When it comes to exchange traded funds – and alternative exchange traded products – there are a variety of asset classes that can be traded on the ASX. There are Australian equity ETFs as well as global equity ETFs. You can also access commodity, fixed income, and currency ETFs.
It is possible to speculate on a number of futures such as bond futures, commodities, energy, and the general level of the share market based on a specific index (such as the S&P/ASX 200). If you wish to hedge a risk, there is a wide selection of futures contracts on the ASX.
There are 3 types of shares traded on the ASX. You’ll find ordinary shares, preference shares, and partly-paid shares. You’ll be able to invest in blue chip shares from a number of established companies or try your hand at small-cap stocks.

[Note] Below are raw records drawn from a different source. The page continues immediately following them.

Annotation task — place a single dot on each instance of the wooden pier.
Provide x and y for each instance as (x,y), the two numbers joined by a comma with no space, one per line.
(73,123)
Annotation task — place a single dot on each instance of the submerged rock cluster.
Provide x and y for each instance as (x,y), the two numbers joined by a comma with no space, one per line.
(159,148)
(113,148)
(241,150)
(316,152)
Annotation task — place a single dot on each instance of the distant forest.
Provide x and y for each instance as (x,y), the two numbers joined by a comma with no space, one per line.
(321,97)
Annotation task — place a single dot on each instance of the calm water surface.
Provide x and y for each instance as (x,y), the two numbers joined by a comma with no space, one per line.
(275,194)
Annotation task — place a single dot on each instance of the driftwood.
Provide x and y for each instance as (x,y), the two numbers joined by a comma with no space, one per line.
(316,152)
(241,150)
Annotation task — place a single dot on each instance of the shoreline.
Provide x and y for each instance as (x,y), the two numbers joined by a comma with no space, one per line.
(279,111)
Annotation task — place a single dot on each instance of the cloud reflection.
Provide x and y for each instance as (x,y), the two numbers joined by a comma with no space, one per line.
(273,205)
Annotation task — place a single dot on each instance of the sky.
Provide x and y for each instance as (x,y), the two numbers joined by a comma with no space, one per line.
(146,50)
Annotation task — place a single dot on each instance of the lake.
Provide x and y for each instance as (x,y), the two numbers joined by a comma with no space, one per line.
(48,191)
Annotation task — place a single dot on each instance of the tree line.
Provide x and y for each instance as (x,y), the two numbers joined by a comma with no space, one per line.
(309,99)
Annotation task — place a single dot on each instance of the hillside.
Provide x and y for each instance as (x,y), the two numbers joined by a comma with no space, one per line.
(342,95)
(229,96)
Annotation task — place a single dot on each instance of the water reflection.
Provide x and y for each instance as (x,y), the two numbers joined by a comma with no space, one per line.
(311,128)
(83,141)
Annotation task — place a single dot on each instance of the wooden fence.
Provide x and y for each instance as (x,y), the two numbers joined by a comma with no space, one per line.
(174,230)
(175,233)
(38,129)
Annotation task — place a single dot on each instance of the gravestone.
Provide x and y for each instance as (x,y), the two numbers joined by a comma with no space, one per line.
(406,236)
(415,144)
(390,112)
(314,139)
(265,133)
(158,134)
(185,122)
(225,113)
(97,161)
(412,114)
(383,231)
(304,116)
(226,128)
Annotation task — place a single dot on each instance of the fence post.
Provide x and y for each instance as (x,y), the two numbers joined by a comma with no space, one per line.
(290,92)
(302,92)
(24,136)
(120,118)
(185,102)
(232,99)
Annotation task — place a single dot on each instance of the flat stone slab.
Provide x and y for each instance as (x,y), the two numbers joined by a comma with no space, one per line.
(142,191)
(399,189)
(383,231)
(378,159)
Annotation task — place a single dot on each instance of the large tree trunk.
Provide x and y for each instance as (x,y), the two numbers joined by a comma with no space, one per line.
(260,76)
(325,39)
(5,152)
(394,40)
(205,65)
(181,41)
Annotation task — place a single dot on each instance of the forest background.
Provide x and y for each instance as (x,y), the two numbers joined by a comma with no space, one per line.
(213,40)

Trust is of vital importance when it comes to financial brokerage. Any financial trader worth their salt will research to see if a broker holds licenses from Tier-1 and Tier-2 regulators – those that are held in highest esteem. Our license and security sections of our Wetten broker reviews is where you’ll find this information. Other areas to check include the Security and Jurisdiction sections to provide a balanced look at the broker in question.
Even the most experienced of online traders need to contact customer services from one time or another. Some broker customer services teams are available via phone. Others prefer contact via email or by using an online form. Some even have a combination of the three. Thankfully, our broker reviews are here to help. Our ASX online review has all the information you’ll need to contact ASX in your times of need.
Finding the right place to trade cryptocurrencies can be confusing. At Wetten.com we aim to demystify the process by reviewing each broker independently, including our ASX review. You can be sure that any information provided at Wetten.com is accurate, honest and to the point.
There are many alternative brokers for Australian residents. It’s best to take a look at our extensive broker comparisons and reviews where you’ll be able to read up on the movers and shakers within the Australian financial markets. But to start with, have a read of our ASX review!
We’re on the home stretch of our ASX review, so what have we learned? The financial securities trader is a business to be reckoned with, offering lots of support and recognition to those hoping to float on the Australian exchange. This, coupled with exceptional customer service and adherence to security guidelines has made the established business into the financial powerhouse it has become today. Sure, for individual traders it may not offer the possibility of trading direct, but what it does offer is knowledge in abundance. Their training and information pages are a treasure trove of resources for both new and experienced traders. This is a business page that should be bookmarked by anyone involved in the vast Australian markets.